Nos creiamos una sociedad solidaria, empática, cívica y un rasgado en el velo muestra que tras el cándido supuesto el escenario es la decadencia del civismo retroalimentado de alienaciones varias que no quiere decir su nombre en aras de su propia bulimia de excesos y que cuando lo extraño aparece muestra su osamenta decadente de civismo, su anorexia de auténtica libertad, un cinismo de esperpento.

La razón de tanta incivilidad la encontraríamos, utilicemos el modo condicional en beneficio de la duda, en que vivimos una sociedad de cristal o mejor metacrilatada, encapsulada, hiperprotegida por los poderes políticos en su interés partidista de conservación de poder y la herramienta antigua, pero de eficacia probadisísima, del pan y circo como manera más descarada de ocultar la verdad y distraer al personal. Y una herramienta de nuestro tiempo para el espectáculo, peor que un león u oso hambriento en la arena del sacrificio, es propagar fakenews contra el adversario, sea cual sea el mismo y sea cual sea el momento, y hacer que recorran las redes sociales para ser tragadas a pie juntillas por un lector cuya máxima concentración no va más allá de los escuetos caracteres del tuitero, ha tiempo entontecido de eufemismos y con notable predisposición a creer lo que conviene a quienes han dictado, previo abono del terreno, desde sus despachos de aséptico y casi zen interiorismo, la proclama al pairo de su interés, siempre cuidándose mucho de no perturbar el «por derecho» del ciudadano vicariamente libre y de un aparente «sin deberes» tan cómodo para quienes manejan los hilos.

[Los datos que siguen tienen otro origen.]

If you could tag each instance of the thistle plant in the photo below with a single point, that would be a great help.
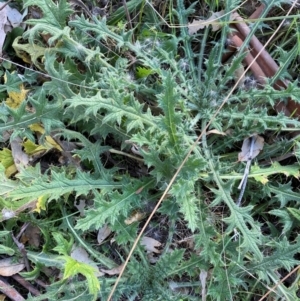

Tras esto de qué extrañarnos, a qué pedir cordura a quien se ha alimentado de falsos plazos, de esperanzas que han resultado vanas, de apósitos farmacéuticos en propio umbral del principio de incertidumbre que desde marzo los ciudadanos llevamos soportando en un circo mediático de incongruencias que ha tenido hasta el descaro de crear un ente medíatico, con pinta de profesor chiflado, en la figura de Simón.

Ahora nos preparan para la Navidad y para ello nos confinan previamente, aleccionando para la vuelta a la «nueva normalidad» con las ya manidas consignas impartidas a colegiales, que a la primera de cambio, una vez se de la vuelta el profesor harán lo que les venga en gana. Y es esa la excusa perfecta, el único argumento que juega a favor de nuestros políticos: la culpabilidad del otro en su reiteración en el pecado. No esperemos que nuestros dirigentes reconozcan que se han equivocado, que han errado, que desconocían cual era la situación exacta. La soberbia de la clase política que nos ha tocado junto a la pandemia no admite ese tipo de humildades.

Cada vez que les oigo me recuerda a un cura, creo que se llamaba el padre Felipe, que en el colegio nos daba clase de religión y que una tarde narrando los rigores del infierno y sus demonios se le fue tanto la pinza que sufrió algo así como una crisis bipolar en plena lección. Fue la única vez he que visto poner en vivo la camisa de fuerzas a alguien. Haberla, la hubo, ahora se inyecta un calmante y apenas se nota.

Cuídense cuando nos vuelvan a soltar, que nadie lo hará por ti, pese a lo que oigas. Ah, y la vacuna, ya sabes, para cuando a San José le florezca la vara o el Bautista nos lleve de botellón en su romería marinera. Antes, ya verás con que alegría cambian fechas… digo Diego… usted entendió lo que yo no dije… Siempre, siempre la culpa es del otro. O sea, de la irresponsabilidad tan alegremente irrigada de muchos años de feria. Ahora, como a los Pantoja, nos aparece la herencia envenenada.